Lie algebras and Jordan algebras are two important classes of non-associative algebras. Lie algebras are widely known, because they appear in the theory of Lie groups. Jordan algebras are mainly interesting due to their relations to Lie algebras. To each Jordan algebra J one can associate three Lie algebras embedded into one another: the algebra of inner derivations of J, the structure algebra of J, and the so-called Tits-Kantor-Koecher construction, which is, roughly speaking, the algebra of traceless matrices of order 2 over J. In particular, the simple Lie algebras of types F4, E6, E7 are associated to the exceptional simple 27-dimensional Jordan algebra (the Albert algebra).

The talk will be devoted to yet another construction, which associate a Lie algebra to each semisimple Jordan algebra of (generalized) degree 3. This Lie algebra contains the Tits-Kantor-Koecher construction as a proper subalgebra. In this way one can uniformly obtain all the simple Lie algebras but An and Cn, together with some natural embeddings between them.

Jul 5 Andreas Bächle, Rationality of groups and centers of integral group rings

A finite group is called rational if all entries of its character table are rational integers. Being rational has significant implications for the structure of the group, e.g. it is a classical result of R. Gow that the only primes dividing the order of such a group are 2, 3 and 5, if the group is solvable. The concept of rationality was generalized in 2010 by D. Chillag and S. Dolfi by introducing the term (inverse) semi-rational group. It turned out that being an inverse semi-rational group has quite some impact in the study of integral group rings. We will discuss this connection and recent results.

Jul 12 Magdalena Boos, Examining parabolic group actions with quiver representations

We look at a parabolic subgroup P of GL_n which acts on the variety of nilpotent matrices in its Lie algebra. Our main question is: is there only a finite number of orbits or do we find infinitely many of them? We translate the group action to a setup in the representation theory of a finite-dimensional algebra and make use of different methods (for example Auslander-Reiten Theory, known infinite families of minimal tame algebras, etc.). This way, we find a complete finiteness criterion which classifies every parabolic subgroup P which acts with only a finite number of orbits.

Jul 19 Benoit Loisel, Explicit minimal generation of some linear pro-p groups

Let G be a semisimple group defined over a non-Archimedean local field K, typically SLn(ℚp), with residual characteristic p. We have a topological group structure on the group of rational points G(K). The maximal compact subgroups of G(K) can be realized as some stabilizers for a suitable action of the group G(K) on a polysimplicial complex called the Bruhat-Tits building. In this presentation, we begin with an short introduction to the theory of Bruhat-Tits buildings, which is used to describe the maximal compact and pro-p subgroups of G(K).
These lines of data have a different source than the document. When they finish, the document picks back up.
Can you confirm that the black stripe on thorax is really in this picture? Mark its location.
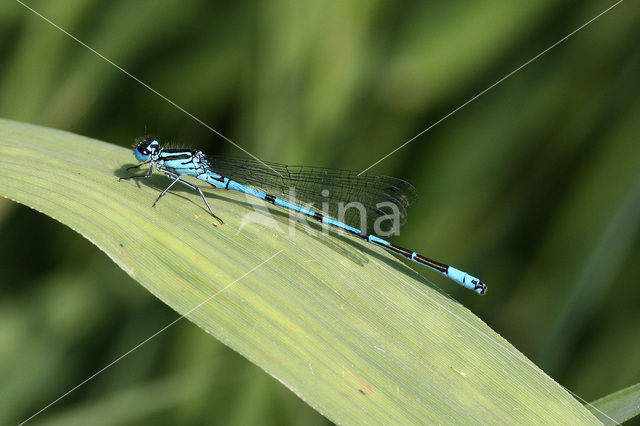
[415,254,449,274]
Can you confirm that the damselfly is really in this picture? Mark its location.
[121,138,487,294]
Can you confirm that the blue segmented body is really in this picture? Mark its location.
[121,138,487,294]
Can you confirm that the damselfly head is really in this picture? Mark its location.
[133,138,160,161]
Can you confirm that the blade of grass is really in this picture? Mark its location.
[589,383,640,425]
[0,120,596,424]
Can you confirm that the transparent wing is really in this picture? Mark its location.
[202,155,418,233]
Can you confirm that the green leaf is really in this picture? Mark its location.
[587,383,640,425]
[0,120,596,424]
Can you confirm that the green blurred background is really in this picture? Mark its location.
[0,0,640,424]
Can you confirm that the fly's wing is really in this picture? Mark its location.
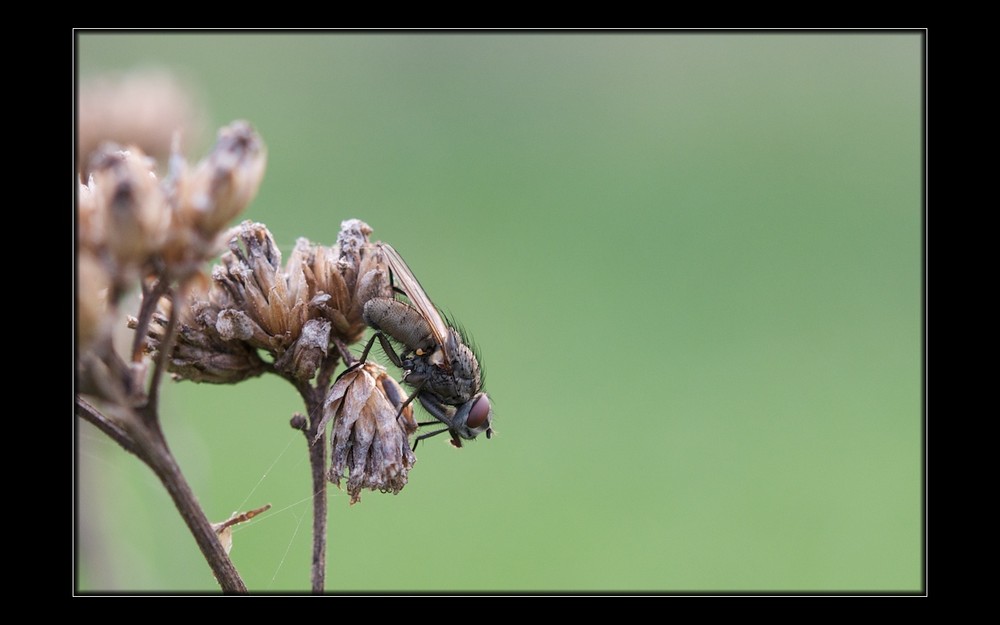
[376,241,450,348]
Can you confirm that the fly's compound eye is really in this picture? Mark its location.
[465,394,493,430]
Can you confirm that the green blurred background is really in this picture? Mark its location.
[75,32,924,592]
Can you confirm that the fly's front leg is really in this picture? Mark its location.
[337,332,403,380]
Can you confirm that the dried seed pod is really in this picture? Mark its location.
[318,362,417,504]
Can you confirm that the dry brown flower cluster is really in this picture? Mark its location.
[77,122,267,356]
[319,362,417,504]
[76,69,211,178]
[139,219,392,384]
[77,76,436,516]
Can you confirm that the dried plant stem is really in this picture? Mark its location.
[306,426,327,593]
[76,397,247,593]
[293,382,335,594]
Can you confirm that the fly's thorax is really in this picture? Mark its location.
[363,297,435,351]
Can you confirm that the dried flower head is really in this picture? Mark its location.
[77,71,206,173]
[85,144,170,282]
[318,362,417,504]
[163,121,267,278]
[137,284,267,384]
[139,220,392,383]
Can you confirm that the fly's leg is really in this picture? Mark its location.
[337,332,403,380]
[412,421,454,451]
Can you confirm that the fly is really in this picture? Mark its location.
[359,242,493,449]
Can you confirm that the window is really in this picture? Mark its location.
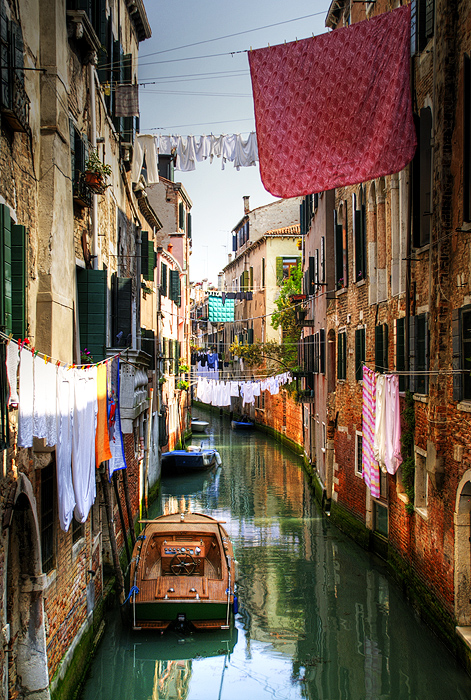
[355,430,363,476]
[452,305,471,401]
[409,314,429,394]
[334,202,348,289]
[414,447,428,510]
[0,8,30,132]
[353,188,366,282]
[72,518,84,544]
[463,54,471,221]
[168,270,181,306]
[41,462,55,574]
[77,267,108,362]
[160,263,168,297]
[412,107,432,248]
[337,331,347,379]
[0,204,28,339]
[375,323,388,373]
[411,0,435,55]
[396,318,406,391]
[355,328,366,382]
The latter play a role analogous to that of the p-Sylows of a finite group and are, in particular, pairwise conjugated. Under suitable assumptions, we can then explicitly describe a minimal set of topological generators of a maximal pro-p subgroup. The minimal number of these topological generators is then linear in some combinatorial datum defined from G, namely the rank of a well-chosen root system.

Jul 26 Josh Maglione, Tensors through the lens of groups

Many challenging instances of isomorphism in algebra concern determining if two tensors are equivalent under a change of basis. Unlike in linear algebra, data in multilinear algebra involves problems from algebraic geometry, wild representation theory, and solving NP-complete problems. Towards a better approach, we introduce a correspondence between tensors, polynomials, and operators and follow its consequences. We report on joint work with Uriya First and James B. Wilson.